The non-profit organisation Field Ready used the technology in Nepal following last year’s earthquake. They believe as the technology improves the potential to provide onsite assistance is expected to increase. Field Ready innovations adviser Andrew Lamb said ‘There’s quite a significant problem with the supply chain after a major disaster, there’s logistical problems of getting supplies into a country, being able to take the means of production to the place where supply is needed gives you the versatility to make whatever is needed in the field’. Field ready has been working with children’s charity, World Visions to set up an innovation lab to help relief efforts where needed. Also putting together a digital catalogue of 3D printable parts for use in humanitarian aid.
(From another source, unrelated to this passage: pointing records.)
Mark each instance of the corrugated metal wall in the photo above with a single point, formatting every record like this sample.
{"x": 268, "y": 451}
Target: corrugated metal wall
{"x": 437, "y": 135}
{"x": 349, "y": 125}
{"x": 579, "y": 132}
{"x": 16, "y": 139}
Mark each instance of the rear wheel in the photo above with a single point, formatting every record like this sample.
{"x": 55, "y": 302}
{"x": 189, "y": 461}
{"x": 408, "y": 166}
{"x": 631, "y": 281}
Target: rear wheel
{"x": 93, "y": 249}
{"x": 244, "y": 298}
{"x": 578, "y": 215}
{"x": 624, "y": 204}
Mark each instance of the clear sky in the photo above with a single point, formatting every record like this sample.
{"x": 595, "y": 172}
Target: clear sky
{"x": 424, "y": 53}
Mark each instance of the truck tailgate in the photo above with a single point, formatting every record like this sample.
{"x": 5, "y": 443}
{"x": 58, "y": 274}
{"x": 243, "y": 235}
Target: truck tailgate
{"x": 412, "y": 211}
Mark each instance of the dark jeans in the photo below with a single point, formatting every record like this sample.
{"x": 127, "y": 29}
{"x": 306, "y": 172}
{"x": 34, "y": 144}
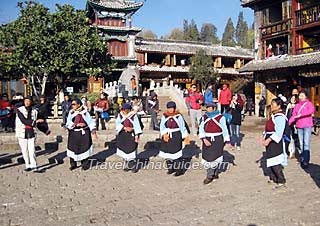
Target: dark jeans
{"x": 102, "y": 121}
{"x": 224, "y": 108}
{"x": 212, "y": 172}
{"x": 277, "y": 175}
{"x": 177, "y": 165}
{"x": 84, "y": 163}
{"x": 64, "y": 117}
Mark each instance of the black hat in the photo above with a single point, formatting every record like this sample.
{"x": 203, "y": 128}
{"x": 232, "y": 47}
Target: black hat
{"x": 126, "y": 106}
{"x": 171, "y": 104}
{"x": 211, "y": 104}
{"x": 28, "y": 98}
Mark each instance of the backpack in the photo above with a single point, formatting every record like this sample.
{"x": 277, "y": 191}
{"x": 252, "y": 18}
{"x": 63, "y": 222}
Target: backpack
{"x": 287, "y": 131}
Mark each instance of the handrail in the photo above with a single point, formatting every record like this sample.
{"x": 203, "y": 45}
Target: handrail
{"x": 308, "y": 15}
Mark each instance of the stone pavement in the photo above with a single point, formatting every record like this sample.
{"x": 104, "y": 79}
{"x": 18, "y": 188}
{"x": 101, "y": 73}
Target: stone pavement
{"x": 102, "y": 196}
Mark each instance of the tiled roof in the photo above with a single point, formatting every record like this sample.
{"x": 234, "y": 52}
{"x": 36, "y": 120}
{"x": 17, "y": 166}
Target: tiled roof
{"x": 180, "y": 69}
{"x": 117, "y": 29}
{"x": 150, "y": 68}
{"x": 124, "y": 58}
{"x": 117, "y": 4}
{"x": 287, "y": 61}
{"x": 190, "y": 48}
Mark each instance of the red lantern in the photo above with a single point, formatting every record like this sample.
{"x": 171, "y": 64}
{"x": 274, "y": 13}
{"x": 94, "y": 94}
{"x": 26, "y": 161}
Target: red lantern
{"x": 24, "y": 80}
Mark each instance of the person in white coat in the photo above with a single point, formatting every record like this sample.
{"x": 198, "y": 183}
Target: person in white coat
{"x": 26, "y": 120}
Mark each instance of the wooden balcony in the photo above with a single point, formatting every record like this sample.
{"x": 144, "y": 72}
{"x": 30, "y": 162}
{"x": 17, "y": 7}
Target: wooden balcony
{"x": 308, "y": 16}
{"x": 310, "y": 49}
{"x": 276, "y": 28}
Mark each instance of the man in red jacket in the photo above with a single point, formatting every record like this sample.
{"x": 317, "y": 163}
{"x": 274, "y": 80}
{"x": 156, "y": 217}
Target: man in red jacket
{"x": 194, "y": 102}
{"x": 225, "y": 98}
{"x": 101, "y": 105}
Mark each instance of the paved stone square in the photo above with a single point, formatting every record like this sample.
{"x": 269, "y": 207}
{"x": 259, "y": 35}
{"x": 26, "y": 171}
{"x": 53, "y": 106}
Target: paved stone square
{"x": 241, "y": 196}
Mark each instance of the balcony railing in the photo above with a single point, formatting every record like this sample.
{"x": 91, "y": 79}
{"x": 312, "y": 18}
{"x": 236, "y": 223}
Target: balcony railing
{"x": 309, "y": 49}
{"x": 275, "y": 28}
{"x": 308, "y": 15}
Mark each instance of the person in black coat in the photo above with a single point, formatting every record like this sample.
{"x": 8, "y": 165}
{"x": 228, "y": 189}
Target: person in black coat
{"x": 43, "y": 113}
{"x": 262, "y": 106}
{"x": 236, "y": 109}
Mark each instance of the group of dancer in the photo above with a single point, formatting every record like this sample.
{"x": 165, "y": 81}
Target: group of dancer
{"x": 213, "y": 132}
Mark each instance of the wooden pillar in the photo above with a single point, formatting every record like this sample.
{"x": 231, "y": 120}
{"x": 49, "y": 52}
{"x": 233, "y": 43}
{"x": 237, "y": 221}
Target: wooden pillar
{"x": 146, "y": 58}
{"x": 294, "y": 22}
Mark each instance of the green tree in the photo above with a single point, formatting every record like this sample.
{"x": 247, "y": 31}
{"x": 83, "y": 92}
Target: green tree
{"x": 241, "y": 33}
{"x": 175, "y": 34}
{"x": 190, "y": 31}
{"x": 228, "y": 34}
{"x": 148, "y": 34}
{"x": 209, "y": 33}
{"x": 250, "y": 38}
{"x": 52, "y": 46}
{"x": 201, "y": 69}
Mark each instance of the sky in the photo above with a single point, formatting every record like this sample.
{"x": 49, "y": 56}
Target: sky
{"x": 160, "y": 16}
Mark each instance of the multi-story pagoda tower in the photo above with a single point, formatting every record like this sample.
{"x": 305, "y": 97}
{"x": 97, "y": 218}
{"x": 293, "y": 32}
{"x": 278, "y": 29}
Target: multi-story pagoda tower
{"x": 114, "y": 20}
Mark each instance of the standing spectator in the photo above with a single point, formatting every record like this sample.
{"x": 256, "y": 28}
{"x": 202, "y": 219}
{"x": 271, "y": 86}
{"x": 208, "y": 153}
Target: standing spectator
{"x": 283, "y": 49}
{"x": 101, "y": 105}
{"x": 225, "y": 98}
{"x": 133, "y": 85}
{"x": 66, "y": 107}
{"x": 145, "y": 92}
{"x": 277, "y": 50}
{"x": 137, "y": 108}
{"x": 194, "y": 102}
{"x": 302, "y": 117}
{"x": 250, "y": 106}
{"x": 269, "y": 51}
{"x": 25, "y": 123}
{"x": 236, "y": 109}
{"x": 6, "y": 113}
{"x": 294, "y": 142}
{"x": 153, "y": 110}
{"x": 86, "y": 103}
{"x": 115, "y": 107}
{"x": 185, "y": 93}
{"x": 262, "y": 106}
{"x": 274, "y": 143}
{"x": 43, "y": 113}
{"x": 208, "y": 95}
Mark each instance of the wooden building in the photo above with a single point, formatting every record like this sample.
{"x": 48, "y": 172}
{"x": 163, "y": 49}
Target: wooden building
{"x": 287, "y": 43}
{"x": 113, "y": 18}
{"x": 168, "y": 59}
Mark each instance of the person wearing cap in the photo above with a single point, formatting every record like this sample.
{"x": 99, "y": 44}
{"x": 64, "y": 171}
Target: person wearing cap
{"x": 214, "y": 134}
{"x": 128, "y": 132}
{"x": 194, "y": 102}
{"x": 26, "y": 120}
{"x": 6, "y": 113}
{"x": 43, "y": 113}
{"x": 81, "y": 127}
{"x": 101, "y": 105}
{"x": 86, "y": 103}
{"x": 153, "y": 110}
{"x": 274, "y": 142}
{"x": 173, "y": 131}
{"x": 66, "y": 107}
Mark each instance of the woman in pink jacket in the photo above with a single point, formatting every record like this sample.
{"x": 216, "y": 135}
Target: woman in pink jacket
{"x": 302, "y": 118}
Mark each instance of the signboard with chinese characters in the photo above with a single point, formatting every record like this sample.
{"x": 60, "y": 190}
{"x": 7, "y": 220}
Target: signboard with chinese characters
{"x": 95, "y": 85}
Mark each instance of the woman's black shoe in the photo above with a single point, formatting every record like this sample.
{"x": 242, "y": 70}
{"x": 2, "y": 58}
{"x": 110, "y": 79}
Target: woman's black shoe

Andrew Lamb also said ‘the main thing we want to be able to do in Nepal is deliver more training to the local people who have incredibly high skill sets so they would be able to use the machines we have been able to deploy’.
The University of Hertfordshire use 3D printing as part of everyday life. Students use the technology for many things from printing chain mail for fashion designing to designing a modular relief shelter that can be produced entirely on a 3D printer from plastic, bamboo and coconut fibres. Student Huseyin Dervish created an outfit from 3D printing made from nylon. He believes that you ‘can definitely see the use of 3D printing in disaster zones as you can get the clothes straight away in the location you need’.
Although printing waterproof clothing and shoes on mass is still a way off, options will improve as the printers improve. Improvements could include faster printing times, slightly cheaper materials and a wider variety of materials. Currently items can be printed in nylon, metals, rubbers, ceramics and glass but as technology improves we will see a much wider application of printing.